The girls 1,600-meter invitational race at the Florida State Relays last weekend was a gathering of the top prep distance runners in the state.
Defending state champion cross country runners and past state medalists in the mile took their shot at one of the best in the country — nine-time Louisiana state 1,600 champion Gabrielle Jennings.
Everything went according to plan with Jennings reaching the top of the podium.
Fort Myers’ Kristlin Gear, one of the least-decorated runners in the field, turned in a quick final 100 meters to move from sixth place to less than 0.2 seconds from besting Jennings at the finish line.
The sophomore, who posted a personal best 4:59.71, displayed the type of kick that should put her in the conversation of contenders in Class 3A at the FHSAA championships next month in Jacksonville.
“She’s a gutsy kid who has enough speed to outrun people when it comes down to it,” former Fort Myers track coach and now Island Coast athletic director Kelly Heinzman-Britton said. “I think with more and more training she’ll have even more left in the tank in races than (at FSU). She could end up being the next great miler at Fort Myers.”
This was an unexpected, gigantic step forward for Gear, who is relatively new to the mile and recently notched her personal best 5:10.04 in the event the previous weekend at the Lee County Athletic Conference meet.
How is it that a converted pole vaulter pushed Louisiana’s record holder for total state crowns in cross country, indoor and outdoor — Jennings, a junior at Slidell First Baptist Christian School, owns 32 and counting — to the brink?
“It’s really hard to explain,” said Gear, who won her first three individual county titles in the pole vault, 800 and 1,600 this season.
Gear started off following in the footsteps of her sister, Anna, who vaulted at Fort Myers, and dabbled in the 400 as a favor to her grandfather, a former distance runner.
Heinzman-Britton had a different plan for her.
“You have to be under a minute to be great in the 400,” she said. “From workouts you saw she didn’t have that, but I knew with some endurance training, with her pure strength she had what it took to run the 800 and would probably, more so, end up in the mile.”
Still relatively new to the event, Gear has shown a willingness to learn all she can in practice.
“You almost have hold her back and say ‘that’s it for today,'” first-year Fort Myers distance coach Rob Strong said. “That’s the general consensus of this whole team. They want to do whatever it takes to get better.”

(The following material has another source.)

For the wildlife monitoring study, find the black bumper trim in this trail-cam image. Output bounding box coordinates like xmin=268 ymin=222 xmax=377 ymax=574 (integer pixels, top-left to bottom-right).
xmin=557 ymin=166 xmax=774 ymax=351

The FSU Relays provided her the opportunity to see exactly how much progress she’s made.
Gear hung with the front of the pack as long she could during the first lap before slowing down to a more comfortable pace. As the last lap approached, she sensed some movement in the pack.
Winter Park’s Rafaella Gibbons, the defending 4A cross country champion, started to make a move toward the front and Gear went with her.
“I felt a lot more aware in this race. So when people came up near me I tried to push ahead with them,” Gear said.
As she does every race, Gear was forced to ask herself the tough question of whether she had enough energy to make a real run at the leaders, who were 25 meters ahead of her with 300 meters to go.
The answer was simple.
“I always hope I have enough left in the end, but, for some reason, I felt really good,” Gear said. “When I’m in the last 100 or 150 I try to push as hard as I can and hope it gets me first (place).”
Strong was in the infield on his way to the finish line thinking Gear would certainly set a new personal record and possibly secure a top-5 finish in a pretty impressive field. And then he heard it.
“You just hear the roar of the crowd and see her coming on the outside,” Strong said.
Gear left Gibbons in the dust and burned Boca Raton Pine Crest’s Julia Montgomery, who sat in third after leading most of the race, and then blew past Evangelical Christian standout Sara Candiano down the stretch. She had her sights set on Jennings, but ran out of real estate and came up short as Jennings leaned over the finish line.
Gear still struggles to find the words to describe the kick even after watching the film over and over.
“It felt really powerful,” Gear said. “I was expecting to be a little more tired because the last few years I haven’t had as much competition. So I wanted to go out and push harder than I usually do.
“If I went into the race thinking I was going to be behind all those people, I wouldn’t have run the time I did. I went in trying to think positive and trying to do my best. I think that helped.”